Niewątpliwie „Matt Hidalf i Błyskawica Widmo” to bardzo udana powieść fantasy dla młodych czytelników, ale okazuje się, że kolejny tom cyklu jest jeszcze ciekawszy. Warto jeszcze dodać, że w „Klątwie cierni” panuje znacznie bardziej mroczna atmosfera, gdyż tym razem czarne chmury zbierają się zarówno nad Akademią Elity, jak i głównym bohaterem.

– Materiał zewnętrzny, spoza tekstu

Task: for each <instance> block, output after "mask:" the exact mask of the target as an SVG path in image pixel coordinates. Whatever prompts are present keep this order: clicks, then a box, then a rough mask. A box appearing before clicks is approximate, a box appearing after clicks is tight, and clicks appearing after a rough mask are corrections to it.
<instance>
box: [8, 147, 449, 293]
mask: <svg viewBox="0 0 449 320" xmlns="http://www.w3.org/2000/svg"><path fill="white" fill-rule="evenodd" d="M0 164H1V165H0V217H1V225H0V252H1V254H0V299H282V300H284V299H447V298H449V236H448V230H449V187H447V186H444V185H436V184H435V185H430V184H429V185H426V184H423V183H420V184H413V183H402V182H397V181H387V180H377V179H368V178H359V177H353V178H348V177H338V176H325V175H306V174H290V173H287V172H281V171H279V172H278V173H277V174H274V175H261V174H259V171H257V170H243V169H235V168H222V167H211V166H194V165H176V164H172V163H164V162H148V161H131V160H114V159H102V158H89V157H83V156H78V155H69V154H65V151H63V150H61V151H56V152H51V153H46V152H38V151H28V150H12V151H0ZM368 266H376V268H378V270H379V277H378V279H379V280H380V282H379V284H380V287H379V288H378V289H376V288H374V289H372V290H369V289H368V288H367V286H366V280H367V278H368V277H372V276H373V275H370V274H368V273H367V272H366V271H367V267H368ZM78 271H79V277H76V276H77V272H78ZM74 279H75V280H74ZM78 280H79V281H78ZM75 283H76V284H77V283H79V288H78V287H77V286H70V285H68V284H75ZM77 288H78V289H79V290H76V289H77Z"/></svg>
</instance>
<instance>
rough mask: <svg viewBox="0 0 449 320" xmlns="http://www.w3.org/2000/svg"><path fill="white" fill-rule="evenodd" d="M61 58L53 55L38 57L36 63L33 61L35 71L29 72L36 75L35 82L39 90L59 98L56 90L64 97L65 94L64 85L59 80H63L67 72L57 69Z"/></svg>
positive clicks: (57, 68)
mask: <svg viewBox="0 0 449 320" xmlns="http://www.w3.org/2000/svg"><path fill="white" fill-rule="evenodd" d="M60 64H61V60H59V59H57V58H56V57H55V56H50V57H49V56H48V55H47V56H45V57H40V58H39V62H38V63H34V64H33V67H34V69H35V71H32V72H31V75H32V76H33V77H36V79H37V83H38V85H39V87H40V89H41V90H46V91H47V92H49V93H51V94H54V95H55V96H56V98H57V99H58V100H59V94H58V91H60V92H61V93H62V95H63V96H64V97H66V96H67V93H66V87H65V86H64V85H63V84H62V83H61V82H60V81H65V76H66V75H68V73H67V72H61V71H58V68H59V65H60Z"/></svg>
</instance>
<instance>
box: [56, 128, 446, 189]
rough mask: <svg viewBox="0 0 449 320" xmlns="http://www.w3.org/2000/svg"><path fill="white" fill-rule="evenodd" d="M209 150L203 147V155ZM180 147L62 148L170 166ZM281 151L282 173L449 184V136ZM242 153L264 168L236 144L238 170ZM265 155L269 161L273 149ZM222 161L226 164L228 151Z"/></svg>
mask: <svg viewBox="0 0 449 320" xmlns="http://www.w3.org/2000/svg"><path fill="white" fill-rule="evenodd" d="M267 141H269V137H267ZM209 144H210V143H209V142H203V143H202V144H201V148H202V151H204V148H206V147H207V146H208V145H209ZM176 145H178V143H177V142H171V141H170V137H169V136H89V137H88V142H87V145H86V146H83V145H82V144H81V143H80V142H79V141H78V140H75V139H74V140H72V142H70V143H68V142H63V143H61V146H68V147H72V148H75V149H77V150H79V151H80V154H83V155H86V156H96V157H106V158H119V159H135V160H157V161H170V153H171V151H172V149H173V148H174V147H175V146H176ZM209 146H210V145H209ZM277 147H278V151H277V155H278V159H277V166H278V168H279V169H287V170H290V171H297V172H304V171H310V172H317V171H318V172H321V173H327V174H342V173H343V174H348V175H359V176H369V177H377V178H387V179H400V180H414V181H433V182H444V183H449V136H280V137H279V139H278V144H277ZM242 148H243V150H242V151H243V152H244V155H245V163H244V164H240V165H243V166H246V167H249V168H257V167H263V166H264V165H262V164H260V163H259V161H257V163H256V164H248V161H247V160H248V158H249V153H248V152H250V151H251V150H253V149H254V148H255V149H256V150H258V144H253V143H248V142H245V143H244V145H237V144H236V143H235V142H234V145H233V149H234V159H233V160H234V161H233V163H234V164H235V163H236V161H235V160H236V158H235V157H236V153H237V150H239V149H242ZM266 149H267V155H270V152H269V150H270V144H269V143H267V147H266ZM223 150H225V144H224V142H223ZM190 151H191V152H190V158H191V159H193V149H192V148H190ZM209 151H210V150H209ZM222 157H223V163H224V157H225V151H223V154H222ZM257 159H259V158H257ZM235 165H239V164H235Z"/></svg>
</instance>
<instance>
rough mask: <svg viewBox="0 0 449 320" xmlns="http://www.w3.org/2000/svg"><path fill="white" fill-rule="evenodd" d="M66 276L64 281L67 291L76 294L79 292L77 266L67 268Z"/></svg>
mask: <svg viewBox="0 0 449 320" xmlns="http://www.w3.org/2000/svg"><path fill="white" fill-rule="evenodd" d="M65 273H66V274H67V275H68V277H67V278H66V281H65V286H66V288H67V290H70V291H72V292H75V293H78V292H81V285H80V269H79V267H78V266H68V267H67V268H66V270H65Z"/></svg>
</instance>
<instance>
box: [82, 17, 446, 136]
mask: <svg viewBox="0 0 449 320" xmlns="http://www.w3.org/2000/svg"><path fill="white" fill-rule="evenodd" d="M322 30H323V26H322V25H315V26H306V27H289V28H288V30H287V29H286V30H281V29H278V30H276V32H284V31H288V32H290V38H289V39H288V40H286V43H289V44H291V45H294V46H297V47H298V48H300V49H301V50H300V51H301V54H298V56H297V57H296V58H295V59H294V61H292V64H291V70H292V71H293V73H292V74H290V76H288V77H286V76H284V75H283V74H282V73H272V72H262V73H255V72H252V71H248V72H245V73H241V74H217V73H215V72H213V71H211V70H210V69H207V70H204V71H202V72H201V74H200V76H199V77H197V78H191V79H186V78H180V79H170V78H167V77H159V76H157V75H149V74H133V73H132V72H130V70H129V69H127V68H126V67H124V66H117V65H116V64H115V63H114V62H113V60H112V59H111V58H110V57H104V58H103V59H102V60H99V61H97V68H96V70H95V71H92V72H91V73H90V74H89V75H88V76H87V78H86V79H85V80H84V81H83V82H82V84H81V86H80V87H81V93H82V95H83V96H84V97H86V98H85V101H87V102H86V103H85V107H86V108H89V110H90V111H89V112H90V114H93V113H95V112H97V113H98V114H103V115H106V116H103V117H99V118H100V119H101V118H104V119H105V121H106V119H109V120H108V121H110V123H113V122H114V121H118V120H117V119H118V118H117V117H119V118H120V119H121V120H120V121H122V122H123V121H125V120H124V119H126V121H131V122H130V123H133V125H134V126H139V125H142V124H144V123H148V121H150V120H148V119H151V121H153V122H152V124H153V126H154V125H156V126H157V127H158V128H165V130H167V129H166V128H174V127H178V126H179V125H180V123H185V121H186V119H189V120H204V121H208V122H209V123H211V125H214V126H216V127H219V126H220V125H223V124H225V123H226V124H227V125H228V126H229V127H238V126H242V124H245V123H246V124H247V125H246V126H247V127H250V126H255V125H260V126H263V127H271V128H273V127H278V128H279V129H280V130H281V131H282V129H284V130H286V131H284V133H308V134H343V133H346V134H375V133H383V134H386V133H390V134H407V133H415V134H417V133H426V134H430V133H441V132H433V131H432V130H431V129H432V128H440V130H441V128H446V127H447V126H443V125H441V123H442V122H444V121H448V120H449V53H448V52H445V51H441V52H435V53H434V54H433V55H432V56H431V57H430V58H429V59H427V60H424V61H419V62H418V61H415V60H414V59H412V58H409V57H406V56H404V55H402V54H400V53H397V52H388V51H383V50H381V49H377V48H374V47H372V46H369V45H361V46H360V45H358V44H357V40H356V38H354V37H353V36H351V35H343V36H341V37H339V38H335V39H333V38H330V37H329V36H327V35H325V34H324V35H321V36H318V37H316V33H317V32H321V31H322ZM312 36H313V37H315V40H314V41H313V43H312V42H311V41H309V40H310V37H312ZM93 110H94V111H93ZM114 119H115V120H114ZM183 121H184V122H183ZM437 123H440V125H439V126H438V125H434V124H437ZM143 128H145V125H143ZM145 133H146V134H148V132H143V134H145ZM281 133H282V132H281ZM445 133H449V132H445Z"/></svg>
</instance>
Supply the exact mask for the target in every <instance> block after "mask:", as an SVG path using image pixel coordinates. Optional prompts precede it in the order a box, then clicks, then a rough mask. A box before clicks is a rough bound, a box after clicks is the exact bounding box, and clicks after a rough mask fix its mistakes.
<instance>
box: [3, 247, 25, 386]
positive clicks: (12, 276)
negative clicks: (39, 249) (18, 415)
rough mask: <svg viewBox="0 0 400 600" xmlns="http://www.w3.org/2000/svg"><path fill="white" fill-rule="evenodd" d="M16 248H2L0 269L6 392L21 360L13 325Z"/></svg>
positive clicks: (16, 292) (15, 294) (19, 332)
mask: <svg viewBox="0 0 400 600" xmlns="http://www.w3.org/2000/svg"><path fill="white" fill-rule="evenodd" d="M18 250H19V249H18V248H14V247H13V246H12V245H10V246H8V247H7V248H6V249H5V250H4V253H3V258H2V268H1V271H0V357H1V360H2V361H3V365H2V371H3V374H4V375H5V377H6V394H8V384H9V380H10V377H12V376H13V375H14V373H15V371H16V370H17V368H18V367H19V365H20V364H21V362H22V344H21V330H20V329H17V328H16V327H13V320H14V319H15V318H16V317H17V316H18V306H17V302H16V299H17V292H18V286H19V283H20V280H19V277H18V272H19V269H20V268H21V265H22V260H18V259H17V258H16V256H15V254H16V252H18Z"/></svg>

Z zainteresowaniem będziemy obserwować przede wszystkim przebieg kolejnego starcia braci Estaff ze strzegącymi szkoły wojownikami. Emocje będą ogromne także z tego powodu, że najwyraźniej agresorzy zyskali jakiegoś sprzymierzeńca w obrębie murów Akademii Elity. Taki wniosek sam się nasuwa bohaterom i czytelnikom w związku z niespodziewanym atakiem na grupkę adeptów podczas ćwiczeń w lesie otaczającym szkołę. Odkrycie tożsamości zdrajcy okazuje się jednak nad wyraz trudne, a sytuację dodatkowo komplikuje rzucenie tytułowej klątwy, która uniemożliwia zarówno wejście na teren Akademii Elity wszystkim osobom z zewnątrz, jak i wydostanie się z niej kogokolwiek. Jakby tego było mało, to całkiem długo możemy mieć wątpliwości, czy ten czar ma służyć obrońcom czy też wrogom szkoły. Trzeba też przyznać, że Christophe Mauri naprawdę potrafi stopniować napięcie, gdyż z każdą kolejną stroną rośnie u czytelników poczucie zagrażającego głównemu bohaterowi straszliwego niebezpieczeństwa ze strony braci Estaff i ich
wspólnika.
Jakkolwiek wiele wskazuje na to, że Mattowi Hidalfowi przypadnie w udziale istotna rola w zmaganiach z wrogami Akademii Elity, to w tym czasie jego głowę zaprząta w znacznym stopniu konieczność odparcia ataku, który nadszedł z zupełnie innej strony. Możemy się przekonać, że główny bohater - jak wielu chłopców w tym wieku - alergicznie reaguje na wszelkie wzmianki na temat miłości, a tymczasem Marie-Marie z Leśnego Zamku najwyraźniej zagięła na niego parol. Co gorsza król i Rigor Hidalf postanowili za dotychczasowe psoty Matta odpłacić pięknym za nadobne, więc ma on tylko siedem dni na wymyślenie sposobu uniemożliwienia własnego ślubu. Zapewne wielu rówieśników głównego bohatera zgodzi się z nim, że całowanie się z dziewczyną (a tym bardziej małżeństwo!) to coś znacznie bardziej przerażającego niż walka nawet z najgroźniejszym przeciwnikiem. Wyzwanie rzucone Mattowi przez Marie-Marie dostarczy zaś czytelnikom sporo rozrywki, gdyż okazuje się, że tym razem najwyraźniej kosa trafiła na kamień.
W „Klątwie cierni” nie brakuje intrygujących tajemnic, scen mrożących krew w żyłach, niezwykłych przygód i pokaźnej porcji magii doprawionej szczyptą humoru. Naszą ciekawość pobudzają też zdradzane przez autora kolejne informacje o braciach Estaff i przeszłości Akademii Elity, które sprawiają, że cała opowieść zaczyna zyskiwać nowy sens, a świat, w którym toczy się akcja książki, staje się jeszcze bardziej baśniowy. Nie ma więc nic dziwnego w tym, że młodzi czytelnicy pochłaniają kolejne strony z wypiekami na twarzy, a po skończonej lekturze nie mogą doczekać się kolejnego tomu cyklu.